Today I received a box, and in that box were six objects with a certain degree of heft, a solidity I did not quite expect. The objects in question were copies of my new book, Aristotle on the Nature of Truth.
It is difficult to articulate how strange it is to hold in one’s hands the concrete manifestation of years of intellectual labor. It feels so … mundane, so … prosaic. It is a book, like the thousands of other books one finds all around one. And when you show it to someone, they celebrate with you a bit, saying how proud you must be, how great it is that this thing here is accomplished.
And of course, this is a book about Aristotle, indeed, about the nature of truth in Aristotle, not exactly the sort of book most people find easily accessible. So the discussion focuses, as it must, on the thing itself – this book here, which is so obviously something real … not like those hours of work and thought in dialogue with commentators both long dead and still living.

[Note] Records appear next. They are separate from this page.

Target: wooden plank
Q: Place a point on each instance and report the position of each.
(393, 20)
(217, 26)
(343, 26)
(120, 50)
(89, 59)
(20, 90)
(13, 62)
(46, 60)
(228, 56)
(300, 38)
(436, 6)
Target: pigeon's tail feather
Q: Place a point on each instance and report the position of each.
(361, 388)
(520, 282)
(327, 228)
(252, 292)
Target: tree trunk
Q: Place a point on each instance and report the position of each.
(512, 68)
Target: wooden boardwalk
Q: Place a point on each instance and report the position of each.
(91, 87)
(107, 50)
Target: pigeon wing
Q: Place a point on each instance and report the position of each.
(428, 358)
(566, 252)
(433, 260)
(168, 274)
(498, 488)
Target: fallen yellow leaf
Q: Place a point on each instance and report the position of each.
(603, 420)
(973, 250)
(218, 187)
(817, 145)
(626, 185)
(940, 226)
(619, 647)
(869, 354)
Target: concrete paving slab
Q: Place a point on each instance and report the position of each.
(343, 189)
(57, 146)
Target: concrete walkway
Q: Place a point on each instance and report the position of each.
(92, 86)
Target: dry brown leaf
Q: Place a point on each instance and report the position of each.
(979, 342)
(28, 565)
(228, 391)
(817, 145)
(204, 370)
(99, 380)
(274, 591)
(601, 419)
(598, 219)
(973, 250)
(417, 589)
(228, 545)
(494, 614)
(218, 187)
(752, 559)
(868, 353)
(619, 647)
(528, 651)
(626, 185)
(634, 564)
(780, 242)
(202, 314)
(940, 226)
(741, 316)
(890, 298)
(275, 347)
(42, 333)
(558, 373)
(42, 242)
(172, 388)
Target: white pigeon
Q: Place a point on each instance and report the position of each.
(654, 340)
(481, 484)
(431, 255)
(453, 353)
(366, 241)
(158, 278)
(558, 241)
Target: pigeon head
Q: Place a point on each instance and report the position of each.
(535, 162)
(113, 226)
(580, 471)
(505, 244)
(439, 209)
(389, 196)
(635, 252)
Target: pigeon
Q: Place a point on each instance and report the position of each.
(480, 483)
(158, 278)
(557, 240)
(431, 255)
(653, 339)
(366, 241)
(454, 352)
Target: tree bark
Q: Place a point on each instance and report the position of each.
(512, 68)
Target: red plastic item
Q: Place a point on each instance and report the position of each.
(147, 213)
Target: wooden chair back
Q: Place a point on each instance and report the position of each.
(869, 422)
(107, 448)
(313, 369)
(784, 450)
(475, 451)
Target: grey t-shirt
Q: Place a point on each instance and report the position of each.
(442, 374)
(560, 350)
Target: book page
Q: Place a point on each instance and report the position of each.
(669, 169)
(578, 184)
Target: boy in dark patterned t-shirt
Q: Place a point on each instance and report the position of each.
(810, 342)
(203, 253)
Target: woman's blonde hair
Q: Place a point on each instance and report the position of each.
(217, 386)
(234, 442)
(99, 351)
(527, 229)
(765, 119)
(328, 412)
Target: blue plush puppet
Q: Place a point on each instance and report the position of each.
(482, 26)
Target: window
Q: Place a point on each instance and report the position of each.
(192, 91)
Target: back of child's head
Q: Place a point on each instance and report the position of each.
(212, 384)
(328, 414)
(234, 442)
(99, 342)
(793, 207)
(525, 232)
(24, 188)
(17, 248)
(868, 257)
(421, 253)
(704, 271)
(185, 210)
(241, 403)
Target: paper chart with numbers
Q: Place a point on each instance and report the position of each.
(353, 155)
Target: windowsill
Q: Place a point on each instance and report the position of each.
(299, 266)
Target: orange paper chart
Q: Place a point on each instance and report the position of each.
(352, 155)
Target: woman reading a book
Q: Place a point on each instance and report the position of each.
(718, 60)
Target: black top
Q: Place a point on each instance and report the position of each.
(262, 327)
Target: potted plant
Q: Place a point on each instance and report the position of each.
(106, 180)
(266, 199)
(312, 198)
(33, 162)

But this thing here, this object, has in it those hours of intimate struggle, those moments of self-doubt and exhilarating insight. I can open a page and recall almost palpably where I was sitting when I wrote that, or what was happening in my life when, in the course of its development, that specific part of the book found the words to give it shape.
Strange now, though, that this intimate and very personal struggle is now a concrete something for others to share, if they so choose. And while I hope they do engage it in a substantive way, still, it is likely that the thing itself, this book here, is just a mile marker on a longer road that seeks to put words in the service of relational justice.